Mütareke yıllarında, Kasım 1918’de işgal askerleri Ankara’ya vardığında, binaya Fransız komutan yerleşti. Ne var ki 27 Aralık 1919’da Mustafa Kemal’in Ankara’ya gelmesiyle bina boşaltıldı. Bunda, o dönem işgalcilere karşı yapılan mitinglerin de payı vardı.

Meclisin açılmasına karar verildiğinde, Ankara’da yeteri kadar büyük ve donanımlı bina bulunamadı. Bunun üzerine yarım kalan inşaatın tamamlanmasına karar verildi.

Meclis binasının tamamlanması için Ulucanlar’daki Numune Mektebi’nden (şimdiki Cumhuriyet İlköğretim Okulu) kiremit getirildi. Meclis binasına en büyük desteği halk verdi. Ankaralılar kendi evlerinden kiremitleri meclis binasına taşıdı.

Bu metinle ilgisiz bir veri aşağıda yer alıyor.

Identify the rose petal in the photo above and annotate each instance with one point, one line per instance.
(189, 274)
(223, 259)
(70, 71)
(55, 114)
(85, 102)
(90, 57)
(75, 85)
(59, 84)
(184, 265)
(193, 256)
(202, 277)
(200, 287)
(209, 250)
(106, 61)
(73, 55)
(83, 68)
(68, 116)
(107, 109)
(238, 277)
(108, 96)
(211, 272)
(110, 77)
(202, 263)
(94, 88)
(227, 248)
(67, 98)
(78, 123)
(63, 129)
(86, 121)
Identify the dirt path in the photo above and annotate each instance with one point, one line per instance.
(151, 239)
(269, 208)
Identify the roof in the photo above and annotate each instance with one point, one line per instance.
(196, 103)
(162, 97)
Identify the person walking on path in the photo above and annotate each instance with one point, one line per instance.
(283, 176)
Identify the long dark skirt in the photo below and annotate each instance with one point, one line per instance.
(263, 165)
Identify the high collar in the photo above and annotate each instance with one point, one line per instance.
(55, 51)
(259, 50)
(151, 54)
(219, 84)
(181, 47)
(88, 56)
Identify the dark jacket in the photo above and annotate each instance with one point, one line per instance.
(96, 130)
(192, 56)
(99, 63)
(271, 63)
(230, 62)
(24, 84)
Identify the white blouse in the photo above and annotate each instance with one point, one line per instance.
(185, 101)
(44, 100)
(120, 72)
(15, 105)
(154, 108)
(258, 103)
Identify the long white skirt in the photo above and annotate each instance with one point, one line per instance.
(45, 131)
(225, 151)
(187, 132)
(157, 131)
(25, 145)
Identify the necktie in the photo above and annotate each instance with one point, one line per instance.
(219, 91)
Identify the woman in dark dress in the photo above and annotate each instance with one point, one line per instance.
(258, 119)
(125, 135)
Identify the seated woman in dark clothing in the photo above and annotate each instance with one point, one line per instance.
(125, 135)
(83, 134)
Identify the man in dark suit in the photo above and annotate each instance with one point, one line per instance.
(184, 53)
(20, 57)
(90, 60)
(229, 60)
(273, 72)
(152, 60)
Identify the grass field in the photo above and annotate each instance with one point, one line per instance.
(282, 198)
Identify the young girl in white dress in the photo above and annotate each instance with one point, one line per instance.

Ulus’taki bina, 100 yıl önce bugün, 23 Nisan 1920’de, Hacı Bayram-ı Veli Camii’nde kılınan cuma namazının ardından dualar eşliğinde açıldı. İlk toplantısına 115 temsilci katılan mecliste, ‘en yaşlı üye’ Sinop Mebusu Şerif Bey açılış konuşması yaptı.

Ertesi gün de kürsüde Mustafa Kemal vardı. Oy birliğiyle Meclis başkanlığına seçilen, Mustafa Kemal, konuşmasında, “Artık Yüce Meclisin üzerinde bir güç yoktur” dedi.

1952’de Millî Eğitim Bakanlığı’na devredildi, 1957’de müzeye çevrildi. 23 Nisan 1981’de, yenileme çalışması sonrası Kurtuluş Savaşı Müzesi’ne çevrildi.